Although the American colonists came from different countries, they often played similar games. Blindman's Buff was a common game, played by people from many different European countries. Different groups still referred to the game by the name they used in their countries of origin. For instance, people from Sweden (their colonies were in Delaware and New Jersey) called the game "blindbock", which means "blind buck" in Swedish. German colonists living in Pennsylvania called it "Blinderkuh", which means "blind cow." "Colin-maillard" was the name used by French people living near the Hudson River in New York. The origin of the French name was an old story about a knight who continued to fight bravely in battle even after being temporarily blinded. Today, the game is also called Blindman's Bluff. The word "buff" comes from "buffet" because players would hit and shove each other while playing older versions of the game. Later, people forgot the origins of "buff" and began using "bluff" instead (King 77).
During the 18th century, Blindman's Buff was played by both children and adults (King 77).
The rules for this version of the game (a popular version from the Colonial era) come from Colonial Days by David C. King, pp. 77-78.
Players: You'll need a large group, five or more people. In fact, the more you have, the better. There is no upper limit.
Equipment: Some sticks or straws of different lengths and a scarf or cloth for the blindfold
The first step is to select one person to be "it." You can do this by drawing straws. The person who chooses the shortest stick or straw will be "it" and will wear the blindfold.
Once "it" is blindfolded, the other players stand in a cirlce around "it." A couple of players break away from the circle to spin "it" around a few times, then join the circle again. The players in the circle all hold hands and walk around "it." They stop walking when "it" claps three times. Then, "it" (still blindfolded) points at one of the people in the circle. The person "it" points at walks into the middle of the circle. Then, "it" tries to guess who this person is.
"It" only gets one guess. If "it" correctly guesses the person's identity, that person puts on the blindfold and becomes the new "it." If "it" guesses wrong, "it" reaches out and tries to touch the other player's clothes, head, or feet while the other player tries to dodge. If "it" succeeds in touching the player, "it" gets a second chance to guess the person's identity. If the second guess is right, the person becomes the new "it." If the second guess is also wrong, the person joins the circle again, "it" is spun around once more, and "it" must point at another player to continue the game.
Here is another variation of Blindman's Buff played in Colonial America. This one (rules and dialogue) comes from Colonial American Home Life by John F. Warner, p. 99.
One person, called "Buff," stands in the middle of the room, blindfolded.

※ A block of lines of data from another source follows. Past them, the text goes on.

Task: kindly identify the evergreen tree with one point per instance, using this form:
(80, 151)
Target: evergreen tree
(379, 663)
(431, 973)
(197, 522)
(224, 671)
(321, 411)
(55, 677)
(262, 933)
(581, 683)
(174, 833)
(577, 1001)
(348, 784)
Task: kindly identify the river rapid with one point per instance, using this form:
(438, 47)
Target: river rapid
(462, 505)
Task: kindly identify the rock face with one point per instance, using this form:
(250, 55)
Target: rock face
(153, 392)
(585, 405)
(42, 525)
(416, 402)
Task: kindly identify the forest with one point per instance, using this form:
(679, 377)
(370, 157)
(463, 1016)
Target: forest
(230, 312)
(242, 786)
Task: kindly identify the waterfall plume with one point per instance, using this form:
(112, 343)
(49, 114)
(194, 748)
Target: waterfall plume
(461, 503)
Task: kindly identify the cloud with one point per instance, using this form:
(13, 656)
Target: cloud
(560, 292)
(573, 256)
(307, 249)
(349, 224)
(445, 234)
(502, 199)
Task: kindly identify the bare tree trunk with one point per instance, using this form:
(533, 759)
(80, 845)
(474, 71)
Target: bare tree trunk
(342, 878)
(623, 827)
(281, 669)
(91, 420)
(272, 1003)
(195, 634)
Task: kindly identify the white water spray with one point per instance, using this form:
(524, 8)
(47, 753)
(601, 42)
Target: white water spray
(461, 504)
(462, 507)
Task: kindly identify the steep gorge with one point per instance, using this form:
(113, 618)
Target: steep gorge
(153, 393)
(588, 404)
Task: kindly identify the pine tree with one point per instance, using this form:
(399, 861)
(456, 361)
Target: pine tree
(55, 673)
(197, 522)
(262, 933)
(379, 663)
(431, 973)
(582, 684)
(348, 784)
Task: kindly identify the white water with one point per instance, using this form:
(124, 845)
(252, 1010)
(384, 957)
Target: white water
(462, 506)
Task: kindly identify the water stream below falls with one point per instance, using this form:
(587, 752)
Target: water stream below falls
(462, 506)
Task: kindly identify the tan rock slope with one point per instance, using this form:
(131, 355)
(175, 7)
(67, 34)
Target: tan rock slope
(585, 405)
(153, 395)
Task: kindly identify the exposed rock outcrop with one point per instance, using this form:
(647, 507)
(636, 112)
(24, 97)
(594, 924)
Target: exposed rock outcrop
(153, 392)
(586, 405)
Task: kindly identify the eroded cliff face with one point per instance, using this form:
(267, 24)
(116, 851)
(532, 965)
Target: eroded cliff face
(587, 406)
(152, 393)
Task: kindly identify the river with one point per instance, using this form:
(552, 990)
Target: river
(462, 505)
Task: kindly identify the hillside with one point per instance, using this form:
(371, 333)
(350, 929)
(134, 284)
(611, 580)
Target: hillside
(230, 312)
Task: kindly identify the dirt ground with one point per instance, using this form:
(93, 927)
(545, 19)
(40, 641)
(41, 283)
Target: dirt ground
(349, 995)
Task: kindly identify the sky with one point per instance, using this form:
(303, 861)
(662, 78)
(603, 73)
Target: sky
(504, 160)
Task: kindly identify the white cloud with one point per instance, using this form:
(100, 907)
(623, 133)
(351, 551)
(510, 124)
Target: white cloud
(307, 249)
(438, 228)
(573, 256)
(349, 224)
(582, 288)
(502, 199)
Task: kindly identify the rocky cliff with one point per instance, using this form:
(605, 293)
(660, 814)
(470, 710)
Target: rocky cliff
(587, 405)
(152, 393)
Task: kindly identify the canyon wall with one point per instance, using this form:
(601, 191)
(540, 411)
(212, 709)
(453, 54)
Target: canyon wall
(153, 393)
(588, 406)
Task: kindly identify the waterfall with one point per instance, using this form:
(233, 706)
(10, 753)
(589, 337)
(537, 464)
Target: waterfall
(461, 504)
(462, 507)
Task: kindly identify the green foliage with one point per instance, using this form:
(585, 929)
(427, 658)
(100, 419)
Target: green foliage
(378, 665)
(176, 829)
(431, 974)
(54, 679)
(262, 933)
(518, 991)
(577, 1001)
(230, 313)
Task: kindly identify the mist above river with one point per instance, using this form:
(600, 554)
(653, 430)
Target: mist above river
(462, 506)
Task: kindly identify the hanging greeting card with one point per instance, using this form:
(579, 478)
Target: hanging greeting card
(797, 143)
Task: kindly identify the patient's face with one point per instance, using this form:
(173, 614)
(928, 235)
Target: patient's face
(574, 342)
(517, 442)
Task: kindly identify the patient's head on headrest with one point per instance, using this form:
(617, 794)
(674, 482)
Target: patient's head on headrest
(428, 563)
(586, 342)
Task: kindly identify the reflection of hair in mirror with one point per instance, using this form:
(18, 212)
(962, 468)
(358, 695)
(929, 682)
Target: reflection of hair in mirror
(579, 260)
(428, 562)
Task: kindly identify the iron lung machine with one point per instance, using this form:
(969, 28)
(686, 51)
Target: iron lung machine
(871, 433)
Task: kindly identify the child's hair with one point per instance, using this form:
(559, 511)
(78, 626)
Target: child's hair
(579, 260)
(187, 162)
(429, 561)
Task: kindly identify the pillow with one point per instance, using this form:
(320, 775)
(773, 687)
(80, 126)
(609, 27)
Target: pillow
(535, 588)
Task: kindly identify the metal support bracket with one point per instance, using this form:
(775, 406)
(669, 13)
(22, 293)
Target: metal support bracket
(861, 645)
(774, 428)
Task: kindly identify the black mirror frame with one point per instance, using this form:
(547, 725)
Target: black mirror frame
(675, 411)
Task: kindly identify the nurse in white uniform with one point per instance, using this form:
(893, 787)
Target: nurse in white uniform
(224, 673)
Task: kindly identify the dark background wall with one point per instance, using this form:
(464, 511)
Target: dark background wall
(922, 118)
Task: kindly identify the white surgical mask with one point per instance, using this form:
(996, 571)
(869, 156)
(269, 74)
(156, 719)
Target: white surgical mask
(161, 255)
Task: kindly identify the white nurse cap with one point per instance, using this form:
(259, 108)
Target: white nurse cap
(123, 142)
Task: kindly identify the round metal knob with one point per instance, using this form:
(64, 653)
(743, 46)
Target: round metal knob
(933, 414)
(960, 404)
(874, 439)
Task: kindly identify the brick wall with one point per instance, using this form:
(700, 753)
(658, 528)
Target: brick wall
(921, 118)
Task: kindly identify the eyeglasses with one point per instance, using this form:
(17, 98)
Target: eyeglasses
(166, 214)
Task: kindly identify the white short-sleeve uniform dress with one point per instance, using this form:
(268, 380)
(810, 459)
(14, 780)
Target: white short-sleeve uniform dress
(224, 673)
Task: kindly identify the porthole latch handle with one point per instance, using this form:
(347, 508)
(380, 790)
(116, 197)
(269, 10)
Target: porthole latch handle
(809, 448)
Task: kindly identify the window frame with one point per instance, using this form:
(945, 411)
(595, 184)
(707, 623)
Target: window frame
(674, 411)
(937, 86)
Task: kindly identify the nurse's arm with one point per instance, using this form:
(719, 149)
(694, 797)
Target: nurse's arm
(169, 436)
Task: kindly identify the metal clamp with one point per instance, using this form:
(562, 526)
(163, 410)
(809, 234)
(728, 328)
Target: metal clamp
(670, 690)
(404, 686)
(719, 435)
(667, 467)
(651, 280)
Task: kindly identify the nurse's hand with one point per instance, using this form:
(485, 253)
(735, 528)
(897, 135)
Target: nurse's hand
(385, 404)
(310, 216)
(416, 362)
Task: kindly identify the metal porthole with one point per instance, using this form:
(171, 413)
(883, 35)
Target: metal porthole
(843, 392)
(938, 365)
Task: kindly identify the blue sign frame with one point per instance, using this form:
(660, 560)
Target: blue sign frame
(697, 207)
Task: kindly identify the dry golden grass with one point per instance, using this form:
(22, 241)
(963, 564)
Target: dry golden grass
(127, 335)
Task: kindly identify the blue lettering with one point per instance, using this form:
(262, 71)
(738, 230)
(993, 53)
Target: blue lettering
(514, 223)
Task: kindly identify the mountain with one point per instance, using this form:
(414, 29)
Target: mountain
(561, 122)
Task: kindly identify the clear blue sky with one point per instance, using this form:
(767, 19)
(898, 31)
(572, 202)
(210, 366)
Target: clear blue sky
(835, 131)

The other players form a ring around Buff, and one of them starts a conversation with Buff that goes like this:
Player: How many horses has your father got?
Player: What color are they?
Buff: Black, white, and gray.
Player: Turn about and turn about and catch whom you can.
Still blindfolded, Buff turns around three times and then tries to catch hold of one of the other players. When he manages to catch someone, that person becomes Buff in the next round.